Een zoneredundante VNet-gateway maken in Azure-beschikbaarheidszones
U kunt VPN- en ExpressRoute-gateways implementeren in Azure Beschikbaarheidszones. Dit zorgt in een virtuele netwerkgateway voor tolerantie, schaalbaarheid en hoge beschikbaarheid. Gateways fysiek en logisch implementeren in Azure-beschikbaarheidszones scheidt gateways binnen een regio, terwijl uw on-premises netwerkconnectiviteit met Azure wordt beschermd tegen fouten op zoneniveau.
Zone-redundante gateways
Als u uw virtuele netwerkgateways automatisch wilt implementeren in beschikbaarheidszones, kunt u zone-redundante virtuele netwerkgateways gebruiken. Met zone-redundante gateways kunt u profiteren van zonetolerantie voor toegang tot uw bedrijfskritieke, schaalbare services in Azure.
Zonegebonden gateways
Als u gateways in een specifieke zone wilt implementeren, kunt u zonegebonden gateways gebruiken. Wanneer u een zonegebonden gateway implementeert, worden alle exemplaren van de gateway geïmplementeerd in dezelfde beschikbaarheidszone.
Gateway-SKU's
Zone-redundante en zonegebonden gateways zijn beschikbaar als gateway-SKU's. Er zijn nieuwe gateway-SKU's voor virtuele netwerken in Azure AZ-regio's. Deze SKU's zijn vergelijkbaar met de bijbehorende bestaande SKU's voor ExpressRoute en VPN Gateway, behalve dat ze specifiek zijn voor zone-redundante en zonegebonden gateways. U kunt deze SKU's identificeren door de 'AZ' in de SKU-naam.
Openbare IP-SKU's
Zone-redundante gateways en zonegebonden gateways zijn beide afhankelijk van de standaard-SKU van de openbare IP-resource van Azure. De configuratie van de openbare IP-resource van Azure bepaalt of de gateway die u implementeert zone-redundant of zonegebonden is. Als u een openbare IP-resource met een basic-SKU maakt, heeft de gateway geen zoneredundantie en zijn de gatewayresources regionaal.
Zone-redundante gateways
- Wanneer u een openbaar IP-adres maakt met behulp van de standaard openbare IP-SKU zonder een zone op te geven, verschilt het gedrag, afhankelijk van of de gateway een VPN-gateway of een ExpressRoute-gateway is.

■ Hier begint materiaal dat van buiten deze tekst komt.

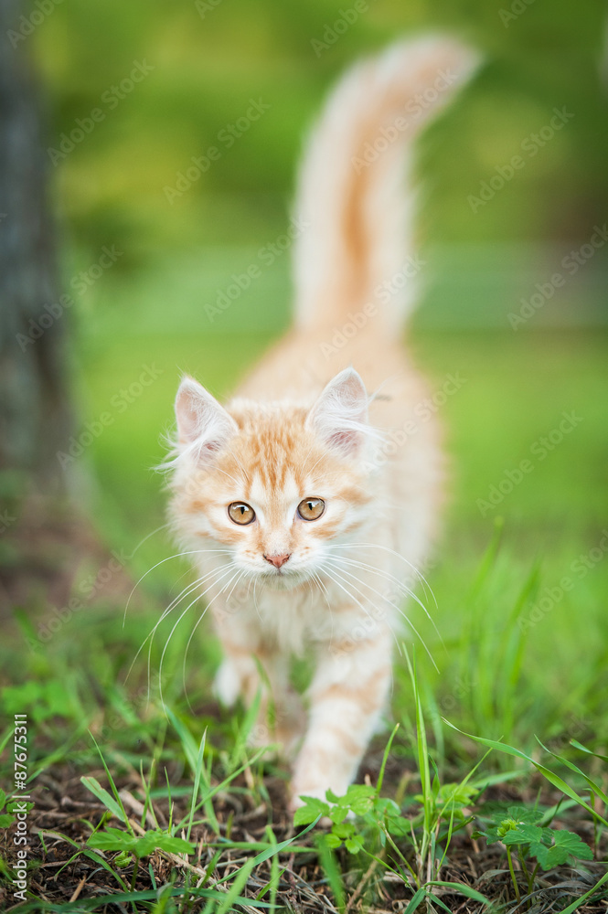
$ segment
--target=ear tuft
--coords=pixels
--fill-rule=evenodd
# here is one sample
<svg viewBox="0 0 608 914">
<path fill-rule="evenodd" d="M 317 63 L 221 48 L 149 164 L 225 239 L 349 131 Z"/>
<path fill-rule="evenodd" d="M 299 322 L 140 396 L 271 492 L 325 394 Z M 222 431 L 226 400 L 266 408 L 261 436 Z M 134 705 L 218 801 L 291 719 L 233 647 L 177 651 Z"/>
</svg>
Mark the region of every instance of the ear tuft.
<svg viewBox="0 0 608 914">
<path fill-rule="evenodd" d="M 209 461 L 237 433 L 232 417 L 202 384 L 187 375 L 176 397 L 177 450 L 190 452 L 198 460 Z"/>
<path fill-rule="evenodd" d="M 306 425 L 329 447 L 355 456 L 371 430 L 368 392 L 358 372 L 345 368 L 332 378 L 308 414 Z"/>
</svg>

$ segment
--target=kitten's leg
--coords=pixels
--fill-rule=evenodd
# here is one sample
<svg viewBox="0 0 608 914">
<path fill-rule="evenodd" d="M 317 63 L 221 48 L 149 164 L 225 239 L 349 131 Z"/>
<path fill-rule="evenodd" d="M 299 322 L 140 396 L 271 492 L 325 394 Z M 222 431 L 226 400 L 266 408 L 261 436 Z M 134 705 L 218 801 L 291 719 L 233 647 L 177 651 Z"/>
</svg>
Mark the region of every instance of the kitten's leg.
<svg viewBox="0 0 608 914">
<path fill-rule="evenodd" d="M 255 642 L 250 638 L 245 645 L 242 641 L 235 641 L 233 632 L 222 637 L 224 660 L 216 675 L 215 693 L 230 707 L 239 696 L 251 705 L 261 689 L 251 742 L 260 746 L 276 742 L 289 754 L 304 724 L 302 702 L 289 682 L 289 657 L 267 647 L 257 646 L 252 652 Z M 265 674 L 261 676 L 260 667 Z"/>
<path fill-rule="evenodd" d="M 391 681 L 390 638 L 380 632 L 322 649 L 309 695 L 310 718 L 292 781 L 292 805 L 302 794 L 344 794 L 383 709 Z"/>
</svg>

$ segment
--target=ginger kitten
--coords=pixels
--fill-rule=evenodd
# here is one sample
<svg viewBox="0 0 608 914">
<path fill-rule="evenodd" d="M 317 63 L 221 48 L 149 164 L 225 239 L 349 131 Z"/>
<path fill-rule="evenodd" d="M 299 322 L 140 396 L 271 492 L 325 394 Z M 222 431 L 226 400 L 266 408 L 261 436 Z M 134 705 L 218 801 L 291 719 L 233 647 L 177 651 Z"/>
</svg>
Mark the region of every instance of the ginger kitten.
<svg viewBox="0 0 608 914">
<path fill-rule="evenodd" d="M 347 73 L 300 173 L 293 329 L 226 406 L 188 377 L 176 399 L 171 515 L 223 646 L 217 695 L 261 689 L 261 722 L 275 714 L 263 741 L 303 738 L 293 806 L 356 776 L 435 530 L 438 431 L 417 418 L 427 392 L 400 340 L 415 264 L 404 153 L 474 67 L 431 37 Z M 305 728 L 289 686 L 304 651 L 316 662 Z"/>
</svg>

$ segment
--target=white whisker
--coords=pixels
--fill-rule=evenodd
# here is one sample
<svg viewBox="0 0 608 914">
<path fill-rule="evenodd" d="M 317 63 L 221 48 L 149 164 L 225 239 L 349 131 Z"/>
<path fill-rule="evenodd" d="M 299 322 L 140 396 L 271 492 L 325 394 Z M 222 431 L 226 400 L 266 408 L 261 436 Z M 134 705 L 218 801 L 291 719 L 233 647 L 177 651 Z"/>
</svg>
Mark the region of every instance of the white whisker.
<svg viewBox="0 0 608 914">
<path fill-rule="evenodd" d="M 129 604 L 131 602 L 131 598 L 133 597 L 133 593 L 135 592 L 135 590 L 137 590 L 137 588 L 142 583 L 142 581 L 144 580 L 144 578 L 147 578 L 147 576 L 152 571 L 154 571 L 155 569 L 157 569 L 159 565 L 164 565 L 165 562 L 171 561 L 172 558 L 182 558 L 185 556 L 195 556 L 195 555 L 198 555 L 198 554 L 203 553 L 203 552 L 223 552 L 225 554 L 229 554 L 229 549 L 190 549 L 187 552 L 176 552 L 175 554 L 175 556 L 167 556 L 166 558 L 161 558 L 161 560 L 159 562 L 156 562 L 156 564 L 153 565 L 151 569 L 148 569 L 148 570 L 145 572 L 145 574 L 142 575 L 142 577 L 139 579 L 139 580 L 137 581 L 137 583 L 133 588 L 131 593 L 129 594 L 129 597 L 128 597 L 127 601 L 126 601 L 126 605 L 124 607 L 124 613 L 123 615 L 123 628 L 124 628 L 124 623 L 126 622 L 127 610 L 129 609 Z"/>
<path fill-rule="evenodd" d="M 336 574 L 338 573 L 338 572 L 336 571 L 336 569 L 334 569 L 334 570 L 335 570 Z M 385 597 L 383 594 L 379 593 L 379 591 L 377 590 L 374 587 L 372 587 L 371 584 L 368 584 L 367 581 L 362 580 L 360 578 L 357 578 L 356 575 L 352 574 L 350 571 L 347 571 L 346 569 L 340 569 L 340 571 L 342 571 L 343 574 L 347 575 L 353 580 L 358 581 L 359 584 L 363 584 L 364 587 L 368 588 L 370 590 L 372 590 L 373 593 L 377 593 L 379 595 L 379 597 L 380 597 L 382 600 L 385 600 L 389 603 L 389 606 L 392 606 L 392 607 L 394 607 L 394 609 L 397 610 L 397 611 L 403 617 L 403 619 L 405 620 L 405 622 L 408 623 L 408 625 L 410 626 L 410 628 L 411 629 L 411 631 L 414 632 L 414 634 L 416 635 L 416 637 L 420 640 L 422 647 L 424 648 L 424 650 L 426 651 L 426 653 L 427 653 L 427 654 L 429 656 L 429 659 L 430 659 L 431 663 L 434 666 L 434 668 L 437 671 L 437 673 L 439 673 L 440 672 L 439 671 L 439 667 L 437 666 L 437 664 L 435 663 L 435 661 L 433 659 L 433 656 L 431 654 L 431 651 L 427 647 L 426 642 L 424 641 L 424 639 L 422 638 L 422 636 L 421 635 L 421 633 L 418 632 L 418 630 L 416 629 L 416 627 L 413 625 L 413 623 L 411 622 L 411 621 L 405 614 L 405 612 L 403 612 L 403 611 L 396 603 L 393 603 L 393 601 L 391 600 L 389 600 L 388 597 Z M 342 578 L 342 580 L 344 580 L 344 578 Z M 357 588 L 357 590 L 358 590 L 358 588 Z M 359 593 L 361 591 L 359 590 Z M 363 594 L 361 594 L 361 596 L 363 596 Z M 389 627 L 390 627 L 390 626 L 389 626 Z M 391 631 L 392 631 L 392 629 L 391 629 Z"/>
</svg>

- Voor een VPN-gateway worden de twee gatewayexemplaren geïmplementeerd in een van deze drie zones om zoneredundantie te bieden.

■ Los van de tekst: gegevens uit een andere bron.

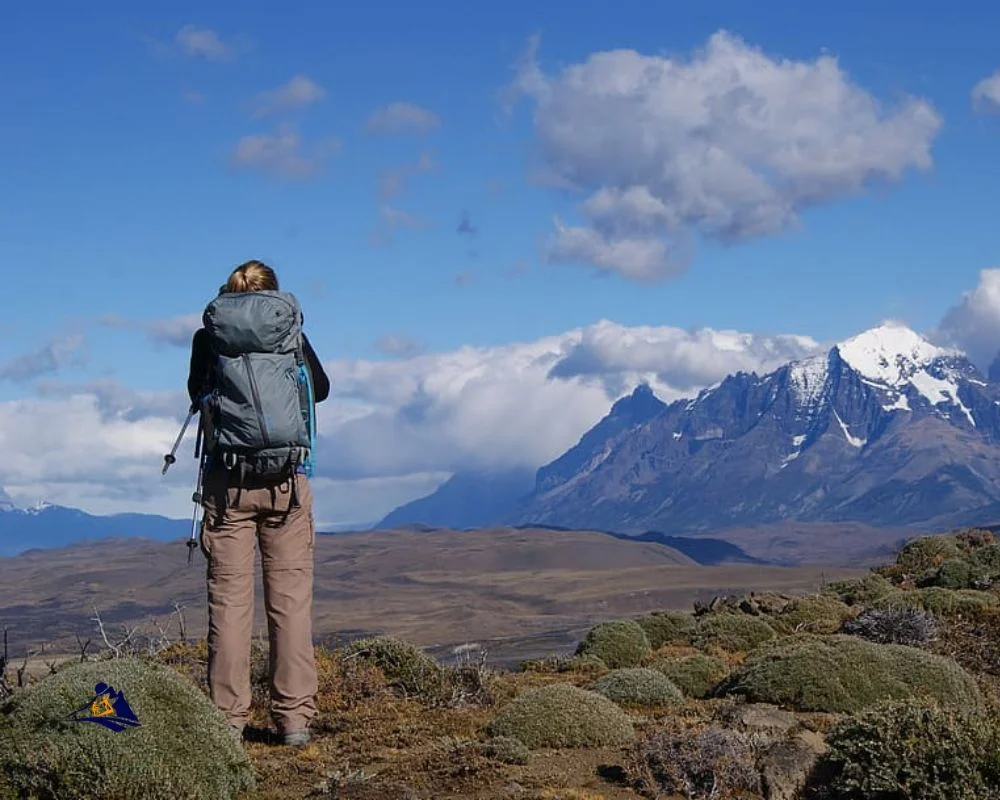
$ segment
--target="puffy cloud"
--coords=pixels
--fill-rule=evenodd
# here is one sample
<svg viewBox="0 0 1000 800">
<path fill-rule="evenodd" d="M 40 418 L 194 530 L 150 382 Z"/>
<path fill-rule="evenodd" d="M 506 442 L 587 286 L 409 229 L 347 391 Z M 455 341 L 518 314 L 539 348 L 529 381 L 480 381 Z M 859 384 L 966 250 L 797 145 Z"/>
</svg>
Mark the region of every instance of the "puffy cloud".
<svg viewBox="0 0 1000 800">
<path fill-rule="evenodd" d="M 232 164 L 279 178 L 305 180 L 315 176 L 341 146 L 339 139 L 328 137 L 306 150 L 301 135 L 291 126 L 282 125 L 273 134 L 240 139 L 233 150 Z"/>
<path fill-rule="evenodd" d="M 1000 351 L 1000 268 L 980 270 L 976 287 L 945 312 L 929 337 L 964 350 L 986 370 Z"/>
<path fill-rule="evenodd" d="M 1000 70 L 972 88 L 972 105 L 977 111 L 1000 111 Z"/>
<path fill-rule="evenodd" d="M 235 44 L 223 42 L 211 28 L 200 25 L 185 25 L 177 31 L 174 42 L 183 55 L 207 61 L 232 61 L 238 49 Z"/>
<path fill-rule="evenodd" d="M 375 134 L 426 134 L 440 124 L 441 118 L 432 111 L 413 103 L 396 102 L 372 112 L 365 127 Z"/>
<path fill-rule="evenodd" d="M 257 96 L 254 116 L 266 117 L 279 111 L 304 108 L 326 97 L 326 90 L 306 75 L 296 75 L 288 83 Z"/>
<path fill-rule="evenodd" d="M 805 337 L 611 322 L 443 353 L 414 355 L 410 344 L 385 337 L 393 360 L 325 364 L 332 394 L 318 406 L 316 477 L 323 526 L 374 522 L 456 470 L 544 464 L 641 380 L 670 401 L 734 369 L 768 368 L 816 346 Z M 193 430 L 177 463 L 160 474 L 187 411 L 183 387 L 49 380 L 35 390 L 0 403 L 0 486 L 18 502 L 191 513 Z"/>
<path fill-rule="evenodd" d="M 696 234 L 723 244 L 795 226 L 799 213 L 932 166 L 941 117 L 883 108 L 831 56 L 772 58 L 720 31 L 687 60 L 634 50 L 542 71 L 537 39 L 509 97 L 534 104 L 550 186 L 589 194 L 557 221 L 548 257 L 633 280 L 686 268 Z"/>
<path fill-rule="evenodd" d="M 29 381 L 53 375 L 66 367 L 81 366 L 85 361 L 86 341 L 83 334 L 57 336 L 37 350 L 0 364 L 0 381 Z"/>
<path fill-rule="evenodd" d="M 600 322 L 529 343 L 328 362 L 334 398 L 320 406 L 320 429 L 323 451 L 336 458 L 321 469 L 347 479 L 537 467 L 641 380 L 669 401 L 734 369 L 769 368 L 817 347 L 807 337 Z"/>
</svg>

- Voor een ExpressRoute-gateway, omdat er meer dan twee exemplaren kunnen zijn, kan de gateway alle drie de zones omvatten.
Zonegebonden gateways
- Wanneer u een openbaar IP-adres maakt met behulp van de standaard openbare IP-SKU en de zone (1, 2 of 3) opgeeft, worden alle gateway-exemplaren in dezelfde zone geïmplementeerd.
Regionale gateways
- Wanneer u een openbaar IP-adres maakt met behulp van de openbare BASIC IP-SKU, wordt de gateway geïmplementeerd als een regionale gateway en is er geen zoneredundantie ingebouwd in de gateway.

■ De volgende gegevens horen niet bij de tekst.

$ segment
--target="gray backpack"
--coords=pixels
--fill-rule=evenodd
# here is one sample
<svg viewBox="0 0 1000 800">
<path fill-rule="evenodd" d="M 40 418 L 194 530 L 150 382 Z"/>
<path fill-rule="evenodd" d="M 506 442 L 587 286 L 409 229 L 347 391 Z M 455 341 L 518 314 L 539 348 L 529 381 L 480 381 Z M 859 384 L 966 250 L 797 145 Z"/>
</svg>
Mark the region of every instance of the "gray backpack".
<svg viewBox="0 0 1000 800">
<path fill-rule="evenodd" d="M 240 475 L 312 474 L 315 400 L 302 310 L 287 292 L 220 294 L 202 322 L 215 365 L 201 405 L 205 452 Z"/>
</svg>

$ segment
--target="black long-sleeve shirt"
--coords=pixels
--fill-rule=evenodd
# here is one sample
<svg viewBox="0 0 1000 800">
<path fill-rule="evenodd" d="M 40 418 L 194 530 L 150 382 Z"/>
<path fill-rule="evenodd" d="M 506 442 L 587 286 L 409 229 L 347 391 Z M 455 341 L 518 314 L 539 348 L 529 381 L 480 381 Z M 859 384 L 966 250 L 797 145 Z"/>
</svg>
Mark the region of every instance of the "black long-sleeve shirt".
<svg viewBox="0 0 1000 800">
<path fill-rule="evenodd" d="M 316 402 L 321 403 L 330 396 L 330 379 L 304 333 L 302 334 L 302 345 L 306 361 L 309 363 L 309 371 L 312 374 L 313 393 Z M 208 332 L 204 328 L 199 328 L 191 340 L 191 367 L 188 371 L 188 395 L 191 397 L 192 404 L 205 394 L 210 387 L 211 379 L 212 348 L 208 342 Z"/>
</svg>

Een site-naar-site-VPN configureren als een failoverpad voor ExpressRoute
U kunt een site-naar-site-VPN-verbinding configureren als een back-up voor ExpressRoute. Deze verbinding geldt alleen voor virtuele netwerken die zijn gekoppeld aan het pad voor Azure Privépeering. Er is geen op VPN gebaseerde failoveroplossing voor services die toegankelijk zijn via Azure Microsoft-peering. Het ExpressRoute-circuit is altijd de primaire koppeling. Gegevens worden alleen via het site-naar-site-VPN-pad geleid als het ExpressRoute-circuit niet beschikbaar is. Om asymmetrische routering te voorkomen, moet ook in uw lokale netwerkconfiguratie de voorkeur zijn gegeven aan het ExpressRoute-circuit via de site-naar-site-VPN. U kunt het ExpressRoute-pad de voorkeur geven door een hogere lokale voorkeur in te stellen voor de routes die de ExpressRoute heeft ontvangen.
Notitie
Als ExpressRoute Microsoft-peering is ingeschakeld, kunt u het openbare IP-adres van uw Azure VPN-gateway ontvangen op de ExpressRoute-verbinding. Als u uw site-naar-site-VPN-verbinding wilt instellen als back-up, moet u uw on-premises netwerk zo configureren dat de VPN-verbinding naar internet wordt gerouteerd.
Notitie
Hoewel een ExpressRoute-circuit de voorkeur heeft boven site-naar-site-VPN wanneer beide routes hetzelfde zijn, gebruikt Azure de langste voorvoegselovereenkomst om de route naar de bestemming van het pakket te kiezen.